16 Dropped: 1, 3, 5, 14, 29, 35, 39, 44, 50, 61, 64, 72, 84, 95, 101, 107

dog 37 starts next series


----------



## TroyFeeken

Water blind is starting off with 2 pick ups and 1 fair success according to the blog.


----------



## FOM

Sorry it took me a while to update the Summary List - had to go to a lunch meeting unexpectedly and then didn't have cell service to finish updating....everything is updated!


----------



## Waterbug

Anyone knnow which way the wind is blowing on the blind? The sketch doesnt indicate. Thanks, Bug


----------



## BonMallari

water blind past a scented station and scented point....NICE...seems to be going quick, guess they want to finish and get to the workers party


----------



## Ted Shih

Wind has been slightly
in your face. Calm. Right to left. Now over left shoulder


----------



## BonMallari

#98 Eva and Lanse Brown complete the blind....will have to wait on Lanse to get the detailed version because I dont think he is a media fav....


----------



## FOM

Dog 103 picked up


----------



## Guest

BonMallari said:


> #98 Eva and Lanse Brown complete the blind....will have to wait on Lanse to get the detailed version because I dont think he is a media fav....
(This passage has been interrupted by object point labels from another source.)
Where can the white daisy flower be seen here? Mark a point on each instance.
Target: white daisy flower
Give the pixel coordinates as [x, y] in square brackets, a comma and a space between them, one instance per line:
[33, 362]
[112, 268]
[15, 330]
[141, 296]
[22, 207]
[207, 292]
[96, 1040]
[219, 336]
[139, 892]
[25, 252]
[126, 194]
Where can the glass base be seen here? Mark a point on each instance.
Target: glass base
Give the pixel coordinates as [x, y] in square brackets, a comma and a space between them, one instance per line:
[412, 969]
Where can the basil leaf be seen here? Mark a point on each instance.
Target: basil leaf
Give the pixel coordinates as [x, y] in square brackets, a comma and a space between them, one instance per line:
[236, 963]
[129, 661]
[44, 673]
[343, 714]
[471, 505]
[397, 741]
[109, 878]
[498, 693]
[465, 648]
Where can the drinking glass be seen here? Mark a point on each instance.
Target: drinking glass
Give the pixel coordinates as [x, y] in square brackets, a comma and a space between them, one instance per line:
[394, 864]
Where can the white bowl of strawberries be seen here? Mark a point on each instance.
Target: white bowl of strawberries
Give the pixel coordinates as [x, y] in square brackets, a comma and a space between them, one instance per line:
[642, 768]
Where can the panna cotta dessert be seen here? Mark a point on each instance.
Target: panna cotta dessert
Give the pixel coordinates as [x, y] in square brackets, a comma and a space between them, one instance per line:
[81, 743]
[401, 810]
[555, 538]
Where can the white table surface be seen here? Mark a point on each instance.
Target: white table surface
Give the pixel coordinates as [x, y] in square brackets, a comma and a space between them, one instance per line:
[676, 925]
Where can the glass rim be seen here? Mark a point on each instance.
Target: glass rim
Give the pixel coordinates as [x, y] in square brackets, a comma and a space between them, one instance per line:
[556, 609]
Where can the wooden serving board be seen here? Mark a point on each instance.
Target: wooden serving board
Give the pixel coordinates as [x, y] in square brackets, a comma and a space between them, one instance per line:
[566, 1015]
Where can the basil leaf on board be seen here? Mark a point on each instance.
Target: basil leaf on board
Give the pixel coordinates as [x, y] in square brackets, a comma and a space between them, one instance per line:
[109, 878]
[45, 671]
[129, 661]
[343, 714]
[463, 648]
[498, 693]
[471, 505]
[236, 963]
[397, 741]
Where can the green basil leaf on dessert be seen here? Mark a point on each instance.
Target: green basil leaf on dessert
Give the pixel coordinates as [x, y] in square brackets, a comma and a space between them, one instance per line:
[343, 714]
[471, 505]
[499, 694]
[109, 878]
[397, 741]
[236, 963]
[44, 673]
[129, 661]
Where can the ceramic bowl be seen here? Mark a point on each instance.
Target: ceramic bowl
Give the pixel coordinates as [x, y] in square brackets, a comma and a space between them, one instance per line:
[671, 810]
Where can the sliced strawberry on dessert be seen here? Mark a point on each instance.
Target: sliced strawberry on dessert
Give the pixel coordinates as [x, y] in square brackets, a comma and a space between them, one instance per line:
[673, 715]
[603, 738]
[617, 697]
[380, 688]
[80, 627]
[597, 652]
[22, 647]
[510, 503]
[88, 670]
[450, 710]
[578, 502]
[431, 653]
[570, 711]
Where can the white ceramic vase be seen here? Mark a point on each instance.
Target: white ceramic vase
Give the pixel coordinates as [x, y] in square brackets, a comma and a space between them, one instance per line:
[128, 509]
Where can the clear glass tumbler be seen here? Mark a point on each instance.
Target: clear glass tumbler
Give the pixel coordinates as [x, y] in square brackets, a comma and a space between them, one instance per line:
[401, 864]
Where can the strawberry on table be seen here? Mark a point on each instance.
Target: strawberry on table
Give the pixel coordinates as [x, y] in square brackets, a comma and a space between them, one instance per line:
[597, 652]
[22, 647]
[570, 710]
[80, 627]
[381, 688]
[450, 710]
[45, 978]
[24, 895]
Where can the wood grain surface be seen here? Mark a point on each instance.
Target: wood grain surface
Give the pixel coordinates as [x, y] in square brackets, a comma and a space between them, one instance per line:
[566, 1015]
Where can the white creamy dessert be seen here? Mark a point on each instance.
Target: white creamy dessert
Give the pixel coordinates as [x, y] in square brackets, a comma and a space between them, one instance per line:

Great, when you get the details I hope you will share every last single one of them with us. In fact, I hope we hear every last detail about every dog who ran this blind! Now that is what I call exciting stuff.


----------



## Charles C.

Melanie Foster said:


> Great, when you get the details I hope you will share every last single one of them with us. In fact, I hope we hear every last detail about every dog who ran this blind! Now that is what I call exciting stuff.


Serious or sarcasm?


----------



## kjrice

Melanie Foster said:


> Great, when you get the details I hope you will share every last single one of them with us. In fact, I hope we hear every last detail about every dog who ran this blind! Now that is what I call exciting stuff.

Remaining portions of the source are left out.